Et puis il y a Carey Price. Engels a osé poser la question : fallait-il s’attendre à ce que son contrat soit échangé, maintenant que le dernier boni de 5,5 M$ a été payé?
Hughes a répondu avec calme, mais en envoyant encore une fois un message clair aux autres DG, ceux de San José, Chicago et Pittsburgh :
« Je ne m’attends jamais à ce que quoi que ce soit arrive, parce que les choses ne se produisent pas toujours quand on le veut. Mais nous allons continuer à explorer des façons de créer de la flexibilité sous le plafond. »
Et surtout, il a clamé :
« On est corrects. On n’a pas besoin d’échanger Carey Price. Si on peut trouver une transaction pour déplacer son contrat qui fait du sens pour nous et pour une autre équipe, on va le faire. Mais on n’a pas besoin. »
Hughes refuse de payer le prix demandé par les Sharks ou les Hawks. Selon Renaud Lavoie, certaines équipes exigent un choix de deuxième ronde. Hughes ne veut rien savoir.
Même un choix de troisième ronde lui donne de l’urticaire. Il tente de pousser jusqu’à un quatrième ronde, en créant une « surenchère négative » entre les équipes. Un message sec, destiné à calmer les vautours.
Contrastant avec Laine, Dach et Newhook, Hughes a en revanche multiplié les éloges envers Ivan Demidov :
« Éthique de travail incroyable. Têtu, et c’est une bonne chose. C’est un super jeune. Il sourit toujours, il adore le jeu, et il est obsédé par le fait de s’améliorer.

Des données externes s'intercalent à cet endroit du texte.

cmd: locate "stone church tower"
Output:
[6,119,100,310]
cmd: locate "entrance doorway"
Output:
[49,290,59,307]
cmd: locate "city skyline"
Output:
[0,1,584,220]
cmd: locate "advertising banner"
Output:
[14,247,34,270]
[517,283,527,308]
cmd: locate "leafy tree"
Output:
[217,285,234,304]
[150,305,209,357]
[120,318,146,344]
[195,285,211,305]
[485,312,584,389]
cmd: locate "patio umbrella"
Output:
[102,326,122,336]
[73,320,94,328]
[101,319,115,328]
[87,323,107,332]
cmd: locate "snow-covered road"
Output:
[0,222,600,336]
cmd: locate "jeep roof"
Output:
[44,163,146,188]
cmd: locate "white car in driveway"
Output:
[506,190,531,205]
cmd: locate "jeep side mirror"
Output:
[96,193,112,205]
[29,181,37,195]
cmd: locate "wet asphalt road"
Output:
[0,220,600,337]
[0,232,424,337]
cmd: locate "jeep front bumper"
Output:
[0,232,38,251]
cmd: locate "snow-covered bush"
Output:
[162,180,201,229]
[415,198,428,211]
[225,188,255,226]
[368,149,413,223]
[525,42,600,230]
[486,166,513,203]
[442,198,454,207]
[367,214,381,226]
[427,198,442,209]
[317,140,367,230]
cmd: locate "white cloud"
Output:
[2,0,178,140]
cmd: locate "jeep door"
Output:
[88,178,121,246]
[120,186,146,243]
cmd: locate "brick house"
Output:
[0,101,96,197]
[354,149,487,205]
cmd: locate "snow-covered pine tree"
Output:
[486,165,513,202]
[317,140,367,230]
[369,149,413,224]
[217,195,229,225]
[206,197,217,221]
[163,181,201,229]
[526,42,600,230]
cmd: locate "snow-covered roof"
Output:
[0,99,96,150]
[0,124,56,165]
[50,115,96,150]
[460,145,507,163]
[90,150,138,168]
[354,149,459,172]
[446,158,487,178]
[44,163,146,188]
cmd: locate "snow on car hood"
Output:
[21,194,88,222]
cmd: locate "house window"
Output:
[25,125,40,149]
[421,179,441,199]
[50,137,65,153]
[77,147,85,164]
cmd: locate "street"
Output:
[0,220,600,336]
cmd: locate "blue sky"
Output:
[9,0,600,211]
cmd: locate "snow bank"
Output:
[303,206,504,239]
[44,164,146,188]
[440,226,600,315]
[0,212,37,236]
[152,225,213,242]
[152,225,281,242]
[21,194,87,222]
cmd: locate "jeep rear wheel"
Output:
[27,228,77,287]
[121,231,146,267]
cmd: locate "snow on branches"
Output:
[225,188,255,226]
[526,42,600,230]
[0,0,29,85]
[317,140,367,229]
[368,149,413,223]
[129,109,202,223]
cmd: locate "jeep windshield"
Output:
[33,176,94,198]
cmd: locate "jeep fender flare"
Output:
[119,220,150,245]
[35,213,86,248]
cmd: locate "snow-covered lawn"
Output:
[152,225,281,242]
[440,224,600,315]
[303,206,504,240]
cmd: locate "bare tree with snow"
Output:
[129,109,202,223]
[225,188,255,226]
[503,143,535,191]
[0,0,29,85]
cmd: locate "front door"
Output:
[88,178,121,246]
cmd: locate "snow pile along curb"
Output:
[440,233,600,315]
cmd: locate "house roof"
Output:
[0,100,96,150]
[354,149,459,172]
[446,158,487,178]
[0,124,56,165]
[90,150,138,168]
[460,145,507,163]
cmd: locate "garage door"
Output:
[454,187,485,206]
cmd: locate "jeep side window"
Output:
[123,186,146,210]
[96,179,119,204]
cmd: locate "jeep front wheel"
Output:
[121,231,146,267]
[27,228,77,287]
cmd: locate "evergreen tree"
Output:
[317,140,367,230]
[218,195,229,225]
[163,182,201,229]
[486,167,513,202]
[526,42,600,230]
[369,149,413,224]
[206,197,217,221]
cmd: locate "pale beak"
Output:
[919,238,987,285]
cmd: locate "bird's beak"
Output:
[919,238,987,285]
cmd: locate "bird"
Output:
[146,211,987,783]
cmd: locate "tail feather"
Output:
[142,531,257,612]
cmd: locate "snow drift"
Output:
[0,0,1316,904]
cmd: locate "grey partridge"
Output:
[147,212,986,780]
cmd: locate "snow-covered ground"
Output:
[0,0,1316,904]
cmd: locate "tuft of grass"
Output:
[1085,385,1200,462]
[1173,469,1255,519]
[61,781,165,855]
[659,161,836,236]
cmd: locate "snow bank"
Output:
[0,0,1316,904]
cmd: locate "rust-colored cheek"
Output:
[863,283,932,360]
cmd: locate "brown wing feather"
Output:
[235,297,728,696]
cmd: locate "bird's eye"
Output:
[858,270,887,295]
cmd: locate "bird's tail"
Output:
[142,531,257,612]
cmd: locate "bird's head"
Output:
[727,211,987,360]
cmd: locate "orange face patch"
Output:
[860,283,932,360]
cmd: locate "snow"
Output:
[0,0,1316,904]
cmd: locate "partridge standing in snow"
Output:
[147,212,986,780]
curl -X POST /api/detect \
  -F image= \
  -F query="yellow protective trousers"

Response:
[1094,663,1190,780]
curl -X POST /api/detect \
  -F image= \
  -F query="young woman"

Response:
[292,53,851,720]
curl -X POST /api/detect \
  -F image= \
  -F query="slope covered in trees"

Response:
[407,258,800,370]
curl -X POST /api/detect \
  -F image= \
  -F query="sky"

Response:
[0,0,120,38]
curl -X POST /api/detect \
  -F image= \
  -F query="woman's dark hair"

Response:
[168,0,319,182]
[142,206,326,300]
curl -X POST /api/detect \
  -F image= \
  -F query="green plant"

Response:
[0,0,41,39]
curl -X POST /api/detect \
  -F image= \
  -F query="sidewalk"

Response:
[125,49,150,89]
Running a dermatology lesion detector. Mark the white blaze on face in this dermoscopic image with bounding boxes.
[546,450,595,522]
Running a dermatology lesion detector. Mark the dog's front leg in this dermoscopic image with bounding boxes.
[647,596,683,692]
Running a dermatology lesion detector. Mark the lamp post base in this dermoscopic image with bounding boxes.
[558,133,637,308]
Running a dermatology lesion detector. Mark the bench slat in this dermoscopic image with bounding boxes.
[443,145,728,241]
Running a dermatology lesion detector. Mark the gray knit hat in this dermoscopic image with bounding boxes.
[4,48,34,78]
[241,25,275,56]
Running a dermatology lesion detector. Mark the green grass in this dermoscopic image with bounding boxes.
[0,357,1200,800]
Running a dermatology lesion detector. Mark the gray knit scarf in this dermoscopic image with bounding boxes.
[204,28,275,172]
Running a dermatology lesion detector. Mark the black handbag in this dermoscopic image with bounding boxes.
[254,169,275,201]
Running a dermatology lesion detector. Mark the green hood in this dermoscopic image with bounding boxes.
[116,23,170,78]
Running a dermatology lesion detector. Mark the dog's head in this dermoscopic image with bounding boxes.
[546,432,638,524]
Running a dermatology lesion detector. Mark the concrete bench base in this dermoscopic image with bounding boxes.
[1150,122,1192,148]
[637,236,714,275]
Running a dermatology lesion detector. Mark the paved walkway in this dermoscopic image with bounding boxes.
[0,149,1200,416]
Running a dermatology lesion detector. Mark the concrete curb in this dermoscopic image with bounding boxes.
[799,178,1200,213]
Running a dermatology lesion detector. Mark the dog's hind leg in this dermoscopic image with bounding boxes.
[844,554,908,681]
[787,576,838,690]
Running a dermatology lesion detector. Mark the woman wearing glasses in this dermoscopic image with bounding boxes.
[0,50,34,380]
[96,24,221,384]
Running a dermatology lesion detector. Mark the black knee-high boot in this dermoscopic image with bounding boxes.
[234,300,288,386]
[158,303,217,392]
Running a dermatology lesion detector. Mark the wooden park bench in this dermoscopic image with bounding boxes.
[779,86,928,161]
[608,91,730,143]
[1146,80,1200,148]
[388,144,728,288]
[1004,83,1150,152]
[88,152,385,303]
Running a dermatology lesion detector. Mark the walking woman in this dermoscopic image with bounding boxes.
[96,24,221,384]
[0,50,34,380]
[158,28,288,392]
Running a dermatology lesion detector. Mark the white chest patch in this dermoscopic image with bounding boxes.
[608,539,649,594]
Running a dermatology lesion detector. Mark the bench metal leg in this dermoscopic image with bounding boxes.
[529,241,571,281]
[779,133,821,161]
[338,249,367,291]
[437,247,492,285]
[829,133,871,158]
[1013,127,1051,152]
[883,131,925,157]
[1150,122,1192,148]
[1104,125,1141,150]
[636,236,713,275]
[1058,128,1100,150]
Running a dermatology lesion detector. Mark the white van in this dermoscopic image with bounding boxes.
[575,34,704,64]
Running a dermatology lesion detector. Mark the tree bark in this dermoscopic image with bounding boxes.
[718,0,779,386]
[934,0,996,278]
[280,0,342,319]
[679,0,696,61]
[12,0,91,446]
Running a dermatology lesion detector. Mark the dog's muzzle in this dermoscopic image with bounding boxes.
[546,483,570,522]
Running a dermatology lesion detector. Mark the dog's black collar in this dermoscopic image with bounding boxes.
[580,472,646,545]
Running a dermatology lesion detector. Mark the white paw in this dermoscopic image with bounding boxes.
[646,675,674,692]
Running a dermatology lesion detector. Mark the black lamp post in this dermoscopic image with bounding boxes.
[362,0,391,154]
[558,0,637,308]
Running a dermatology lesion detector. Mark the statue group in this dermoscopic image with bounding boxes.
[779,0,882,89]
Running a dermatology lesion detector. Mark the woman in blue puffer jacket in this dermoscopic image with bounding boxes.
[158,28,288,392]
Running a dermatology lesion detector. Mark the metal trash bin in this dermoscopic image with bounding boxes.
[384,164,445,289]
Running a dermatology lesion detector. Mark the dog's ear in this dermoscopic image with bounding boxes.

On va voir ce qu’il peut faire. Je pense qu’il va être un très, très bon joueur de hockey pour les Canadiens de Montréal pendant longtemps, mais on ne va pas mettre tout cet espoir sur lui dès octobre 2025. »
La différence saute aux yeux. Hughes se sert de Demidov comme modèle, pour dire aux autres : voilà ce que ça prend. Pas des promesses, pas des excuses, mais un engagement total.
Et enfin, Hughes a réaffirmé son appui à son capitaine Nick Suzuki, citant un moment charnière :
« Ce groupe a beaucoup grandi en deuxième moitié de saison. Ils ont commencé à se regarder et à dire : ‘Hey, on vient de battre la Floride, Tampa, Vegas et Colorado en quatre matchs sur cinq en voyage. Et on a vraiment, vraiment bien joué.’ Et ensuite, quelque chose a changé, parce que pour la première fois, ils avaient des attentes internes. »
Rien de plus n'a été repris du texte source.